More than a handful of times have I been asked about how to get into the field of data science. This includes SMU’s Master of IT in Business classes, regular meet-ups (e.g., DataScience SG, and requests via email/linkedin. Though the conversations that follow differ depending on the person’s background, a significant portion is applicable to most people.
I’m no data science rockstar. Neither am I an instructor that teaches how to get into data science.
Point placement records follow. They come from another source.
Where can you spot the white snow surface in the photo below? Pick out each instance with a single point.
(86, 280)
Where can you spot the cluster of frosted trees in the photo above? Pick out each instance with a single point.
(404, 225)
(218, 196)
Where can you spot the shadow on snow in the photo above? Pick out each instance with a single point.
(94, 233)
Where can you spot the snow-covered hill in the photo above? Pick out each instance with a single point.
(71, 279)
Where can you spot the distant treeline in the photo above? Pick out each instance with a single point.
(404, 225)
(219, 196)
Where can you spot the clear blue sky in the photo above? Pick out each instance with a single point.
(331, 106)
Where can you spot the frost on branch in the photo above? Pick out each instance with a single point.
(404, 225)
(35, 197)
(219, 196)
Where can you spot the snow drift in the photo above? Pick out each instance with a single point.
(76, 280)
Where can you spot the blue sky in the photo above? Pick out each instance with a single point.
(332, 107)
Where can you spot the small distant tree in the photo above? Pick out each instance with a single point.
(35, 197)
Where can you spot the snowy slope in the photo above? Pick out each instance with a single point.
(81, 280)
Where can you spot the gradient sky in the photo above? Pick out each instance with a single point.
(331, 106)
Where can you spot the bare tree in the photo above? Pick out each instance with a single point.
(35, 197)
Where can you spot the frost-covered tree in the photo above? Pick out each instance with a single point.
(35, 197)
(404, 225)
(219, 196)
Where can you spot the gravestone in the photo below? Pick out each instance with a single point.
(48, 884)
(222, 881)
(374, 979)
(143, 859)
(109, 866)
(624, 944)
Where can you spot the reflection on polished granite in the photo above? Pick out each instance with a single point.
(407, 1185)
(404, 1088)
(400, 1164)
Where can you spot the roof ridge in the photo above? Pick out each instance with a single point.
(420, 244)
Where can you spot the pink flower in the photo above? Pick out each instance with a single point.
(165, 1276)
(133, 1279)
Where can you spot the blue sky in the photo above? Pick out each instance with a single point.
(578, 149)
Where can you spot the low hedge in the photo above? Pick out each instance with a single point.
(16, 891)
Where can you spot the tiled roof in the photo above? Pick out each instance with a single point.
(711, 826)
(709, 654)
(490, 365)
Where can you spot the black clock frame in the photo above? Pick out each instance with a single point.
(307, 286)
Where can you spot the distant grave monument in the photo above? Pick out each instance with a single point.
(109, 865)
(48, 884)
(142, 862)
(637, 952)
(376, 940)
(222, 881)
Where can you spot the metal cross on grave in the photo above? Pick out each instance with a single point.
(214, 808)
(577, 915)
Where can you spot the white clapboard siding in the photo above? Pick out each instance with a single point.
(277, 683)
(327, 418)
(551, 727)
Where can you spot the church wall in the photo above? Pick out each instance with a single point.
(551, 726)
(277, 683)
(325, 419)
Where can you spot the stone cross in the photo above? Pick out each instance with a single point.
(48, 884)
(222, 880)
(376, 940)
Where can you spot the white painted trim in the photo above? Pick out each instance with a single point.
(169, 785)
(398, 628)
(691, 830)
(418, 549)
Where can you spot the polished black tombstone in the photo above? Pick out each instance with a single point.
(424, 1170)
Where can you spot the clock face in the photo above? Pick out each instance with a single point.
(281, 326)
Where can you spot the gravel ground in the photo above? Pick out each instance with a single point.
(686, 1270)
Nonetheless, here’s some previously shared advice on “How to get started in Data Science”, documented here so it can be shared in a more scalable manner.
This post will focus on the tools and skills (I find) essential in data science, and how to practice them. Every organization has different needs, and what’s listed is largely based on Lazada’s data science stack and process. Nonetheless, they should be applicable to most data science positions. These should be viewed as minimum thresholds, and they do not necessarily predict success in data science. They are:
This post will not cover character traits, personalities, habits, etc. While there are some traits I find strongly correlated with success in data science (e.g., curiosity, humility, grit), we will not discuss them here. In some sense, these traits lead to success in all roles/life—not just data science.
This is the bread and butter of every data (science) person, and will probably be for a long time. While there are GUI tools that allow querying and extracting data without writing SQL, they are often not as powerful and flexible. Writing SQL allows you to join/filter/aggregate data as you wish, and the query can be easily shared with reproducible results. Learning 20% of what SQL can do should cover 80% of what you’ll need in day-to-day tasks—the rest can be googled when needed.
Some sites provide an in-browser SQL engine, providing immediate feedback and making learning easier. Here are some I found useful:
While SQL is sufficient for basic analysis (using filters, aggregates, etc), you’ll soon need to do more such as statistical analyses, visualisations, machine learning, etc. Python and R have rich libraries that simplify these complex tasks. Some example libraries, for Python and R respectively, include:
Here’s some MOOCs to pick up basic Python:
Here’s some MOOCs to pick up basic R:
Eventually, you’ll work with data that is unable to fit on your local machine, be it RAM or disk. To efficiently process this data, we’ll turn to distributed processing frameworks such as MapReduce. One open-sourced data processing engine that is popular is Apache Spark.
Technologies come and go, and Hadoop/Spark is no exception (though they’ll probably be around for a while). With regard to learning Spark, I find it more useful to understand the concepts of distributed storage and processing. Learn how map and reduce tasks work across distributed nodes, which actions are parallelizable and which are not. Learn about shuffle and when it occurs, and how to minimise shuffle to make jobs more efficient.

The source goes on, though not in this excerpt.